More important to the Nazis than creating new Germans, however, was getting rid of non-Germans. General Plan East, the Nazis’ blueprint for Eastern Europe, called for murder on a scale undreamed of in human history. Mr. Mazower quotes Erhard Wetzel, a Nazi “race expert,” who estimated that Germanizing the East would require getting rid of “some 60-65 million people,” starting with 20 million Poles, who were “the most dangerous of all the alien ethnic groups which the Plan envisages for resettlement.” When the Germans launched Operation Barbarossa, the invasion of the Soviet Union, in 1941, Goering looked forward to “the biggest mass death in Europe since the Thirty Years War.” Some planners in the SS, where the younger, more ideological, and visionary Nazis tended to congregate, did not want to stop even at the Urals, the traditional border between Europe and Asia. Wetzel was already worried about the race war that would ensue when German colonists brushed up against “a Great Asia and an independent India,” which “posed a greater long-term threat to Europe’s racial purity than even the Slavs.”

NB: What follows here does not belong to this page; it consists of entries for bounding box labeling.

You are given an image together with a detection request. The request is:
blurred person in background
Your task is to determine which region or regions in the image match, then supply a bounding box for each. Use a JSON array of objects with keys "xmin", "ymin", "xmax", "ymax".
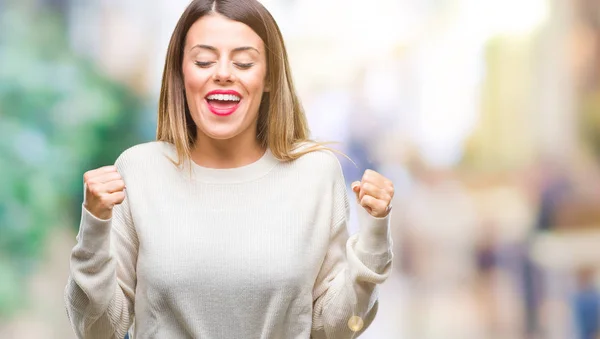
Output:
[{"xmin": 65, "ymin": 0, "xmax": 394, "ymax": 338}]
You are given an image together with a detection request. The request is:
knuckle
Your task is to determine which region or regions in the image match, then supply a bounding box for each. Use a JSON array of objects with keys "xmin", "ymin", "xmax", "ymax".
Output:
[{"xmin": 88, "ymin": 183, "xmax": 100, "ymax": 196}]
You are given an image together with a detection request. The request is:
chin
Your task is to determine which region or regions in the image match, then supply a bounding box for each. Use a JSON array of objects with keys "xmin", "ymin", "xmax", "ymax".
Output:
[{"xmin": 200, "ymin": 126, "xmax": 239, "ymax": 140}]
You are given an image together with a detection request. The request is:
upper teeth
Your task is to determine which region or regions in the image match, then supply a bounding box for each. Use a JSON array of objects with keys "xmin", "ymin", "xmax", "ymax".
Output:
[{"xmin": 207, "ymin": 94, "xmax": 241, "ymax": 101}]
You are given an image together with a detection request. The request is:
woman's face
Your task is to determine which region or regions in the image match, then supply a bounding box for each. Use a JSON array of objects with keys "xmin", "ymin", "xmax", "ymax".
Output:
[{"xmin": 182, "ymin": 13, "xmax": 267, "ymax": 140}]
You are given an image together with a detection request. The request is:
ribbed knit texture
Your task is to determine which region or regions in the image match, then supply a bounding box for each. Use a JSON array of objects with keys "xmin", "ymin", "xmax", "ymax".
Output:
[{"xmin": 65, "ymin": 142, "xmax": 393, "ymax": 339}]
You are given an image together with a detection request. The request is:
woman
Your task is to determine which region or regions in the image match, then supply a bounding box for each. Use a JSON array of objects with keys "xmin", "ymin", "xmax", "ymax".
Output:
[{"xmin": 65, "ymin": 0, "xmax": 393, "ymax": 338}]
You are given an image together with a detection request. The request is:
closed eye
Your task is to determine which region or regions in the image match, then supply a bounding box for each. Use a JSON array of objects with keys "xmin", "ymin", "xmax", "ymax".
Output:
[
  {"xmin": 194, "ymin": 61, "xmax": 214, "ymax": 68},
  {"xmin": 235, "ymin": 62, "xmax": 254, "ymax": 69}
]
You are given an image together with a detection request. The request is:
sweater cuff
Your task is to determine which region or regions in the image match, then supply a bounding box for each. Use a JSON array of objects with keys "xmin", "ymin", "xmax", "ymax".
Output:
[
  {"xmin": 356, "ymin": 206, "xmax": 392, "ymax": 254},
  {"xmin": 77, "ymin": 204, "xmax": 112, "ymax": 253}
]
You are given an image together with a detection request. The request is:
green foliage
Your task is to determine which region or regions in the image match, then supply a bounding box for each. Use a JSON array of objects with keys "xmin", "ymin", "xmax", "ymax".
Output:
[{"xmin": 0, "ymin": 5, "xmax": 150, "ymax": 317}]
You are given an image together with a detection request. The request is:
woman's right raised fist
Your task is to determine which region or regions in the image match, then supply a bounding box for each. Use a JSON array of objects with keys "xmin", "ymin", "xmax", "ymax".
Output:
[{"xmin": 83, "ymin": 166, "xmax": 125, "ymax": 220}]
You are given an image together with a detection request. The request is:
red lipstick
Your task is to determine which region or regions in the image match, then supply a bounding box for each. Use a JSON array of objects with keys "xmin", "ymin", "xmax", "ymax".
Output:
[{"xmin": 204, "ymin": 89, "xmax": 242, "ymax": 116}]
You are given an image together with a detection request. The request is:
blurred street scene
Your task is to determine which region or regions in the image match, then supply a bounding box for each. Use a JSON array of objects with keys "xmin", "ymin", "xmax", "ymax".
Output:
[{"xmin": 0, "ymin": 0, "xmax": 600, "ymax": 339}]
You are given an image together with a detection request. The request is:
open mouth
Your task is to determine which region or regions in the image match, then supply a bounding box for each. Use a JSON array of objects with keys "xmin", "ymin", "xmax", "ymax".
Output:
[{"xmin": 206, "ymin": 93, "xmax": 242, "ymax": 115}]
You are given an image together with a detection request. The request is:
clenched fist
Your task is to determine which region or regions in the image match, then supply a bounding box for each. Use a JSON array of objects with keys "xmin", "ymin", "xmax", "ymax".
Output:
[
  {"xmin": 352, "ymin": 170, "xmax": 394, "ymax": 218},
  {"xmin": 83, "ymin": 166, "xmax": 125, "ymax": 220}
]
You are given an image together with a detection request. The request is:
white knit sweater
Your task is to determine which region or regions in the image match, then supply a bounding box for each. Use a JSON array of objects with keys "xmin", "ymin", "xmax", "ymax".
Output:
[{"xmin": 65, "ymin": 142, "xmax": 392, "ymax": 339}]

Moments like these underscore one of the major themes of “Hitler’s Empire,” which is that the Holocaust, now remembered as the greatest of the Nazis’ crimes, was actually just a prelude to what they had in mind. Because of the central role of anti-Semitism in Nazi ideology, the Nazis made the extermination of the Jews their first priority. But there is every reason to believe that the techniques the Nazis perfected in the Holocaust would have been used, in the event of a German victory, to clear all of Eastern Europe for German settlement. Poles and Ukrainians who eagerly assisted in killing Jews in 1941-2 began to realize, as the war stretched on, that their turn might be next. Mr. Mazower quotes one German officer in Poland who explained that the Polish resistance was fueled by the Poles’ belief that the Holocaust offered “an atrocious picture of their own destiny.” Reinhard Heydrich, the SS ruler of what had been Czechoslovakia, spoke of sending millions of Czechs to Siberia — a clear echo of the euphemism used for the Jewish genocide, “resettlement in the East.”
What strikes the reader most forcibly in “Hitler’s Empire” is the bizarrely casual way in which the Nazis disposed of lives and nations. They lacked respect, not just for human life, but for reality itself; as Hannah Arendt put it, their totalitarianism was an “experiment against reality.” Especially after the amazing victories of 1940, Hitler believed that anything he desired could be made to happen. This nearly psychotic grandiosity helps to explain the consistently self-defeating quality of Nazi policy in so many areas explored by Mr. Mazower. Hitler killed millions upon millions of Jews and Soviet POWs, even as the Reich faced severe labor shortages; he treated the Poles and Ukrainians as slave races, instead of enlisting them as allies against the hated Soviets; he refused to allow the Wehrmacht to fall back to defensible positions, insisting that tactical retreat was equivalent to treason. In all these ways and more, Mr. Mazower shows, the ideology that fueled Hitler’s empire also ensured its swift destruction.